Some people feel that in order to be identified as Christians, they need to withdraw from all sorts of innocent secular practices. And the problem is, people with this kind of motive don’t listen to criticism. It is associated with a tendency to claim God’s endorsement for one’s own opinions about economic matters – which, I think, constitutes taking God’s name in vain. Some Christian financial books and web sites are peppered with references to Bible verses that are only marginally relevant, the implication being that if something is tied to the Bible, it has to be right.
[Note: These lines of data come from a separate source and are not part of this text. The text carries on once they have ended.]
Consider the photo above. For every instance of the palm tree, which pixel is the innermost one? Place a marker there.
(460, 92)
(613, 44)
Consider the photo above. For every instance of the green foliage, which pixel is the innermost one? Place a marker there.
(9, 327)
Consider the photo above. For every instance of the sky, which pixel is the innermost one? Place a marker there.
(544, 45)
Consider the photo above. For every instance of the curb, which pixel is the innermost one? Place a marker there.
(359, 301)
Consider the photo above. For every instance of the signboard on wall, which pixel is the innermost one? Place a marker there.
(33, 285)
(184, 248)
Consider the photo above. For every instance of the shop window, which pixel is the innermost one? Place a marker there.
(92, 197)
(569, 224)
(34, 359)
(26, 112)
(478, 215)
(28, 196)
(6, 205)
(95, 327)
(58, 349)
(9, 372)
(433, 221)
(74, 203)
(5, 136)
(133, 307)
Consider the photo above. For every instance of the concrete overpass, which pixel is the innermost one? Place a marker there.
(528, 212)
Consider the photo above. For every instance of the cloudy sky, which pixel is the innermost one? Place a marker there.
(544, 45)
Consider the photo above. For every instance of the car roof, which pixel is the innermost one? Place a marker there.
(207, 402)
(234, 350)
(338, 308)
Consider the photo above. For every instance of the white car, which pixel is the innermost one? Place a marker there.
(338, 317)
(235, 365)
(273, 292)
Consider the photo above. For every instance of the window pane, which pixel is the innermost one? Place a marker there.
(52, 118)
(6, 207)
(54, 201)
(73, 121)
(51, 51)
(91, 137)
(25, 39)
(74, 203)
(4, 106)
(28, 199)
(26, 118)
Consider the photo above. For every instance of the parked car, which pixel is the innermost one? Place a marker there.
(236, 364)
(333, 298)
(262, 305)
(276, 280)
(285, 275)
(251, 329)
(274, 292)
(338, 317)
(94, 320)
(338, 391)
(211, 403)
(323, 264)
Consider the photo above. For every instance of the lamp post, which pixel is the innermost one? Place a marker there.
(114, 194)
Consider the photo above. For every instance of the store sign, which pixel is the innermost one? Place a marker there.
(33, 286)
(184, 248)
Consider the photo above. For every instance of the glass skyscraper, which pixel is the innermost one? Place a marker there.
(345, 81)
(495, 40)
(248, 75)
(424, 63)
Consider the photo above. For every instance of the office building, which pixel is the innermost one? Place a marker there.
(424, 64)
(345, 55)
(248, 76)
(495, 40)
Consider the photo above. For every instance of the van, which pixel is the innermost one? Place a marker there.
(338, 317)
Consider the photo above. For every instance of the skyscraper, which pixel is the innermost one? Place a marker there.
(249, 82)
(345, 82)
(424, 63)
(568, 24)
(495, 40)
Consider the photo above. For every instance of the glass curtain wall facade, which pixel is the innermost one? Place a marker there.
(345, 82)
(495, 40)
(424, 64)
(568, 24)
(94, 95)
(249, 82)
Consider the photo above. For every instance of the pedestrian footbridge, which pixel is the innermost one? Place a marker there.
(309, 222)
It is also associated with quackery and conspiracy theories. After writing numerous Christian money management books, Larry Burkett wrote a novel, The Illuminati, which he presented as fiction, but many readers took large parts of it to be non-fiction (somewhat like Dan Brown’s The Da Vinci Code). The Illuminati are supposedly a secret society that controls the economy. (Several secret societies over the years, and many fictional ones, have used the name Illuminati, but there is no evidence that they are powerful or that any of them have lasted very long.) Another common villain of conspiracy theories is the Trilateral Commission, which is a real organization, but not secret. Some of these conspiracy theories are reviewed and refuted in Exploding the Doomsday Money Myths, by Sherman S. Smith, published in the early 1990s.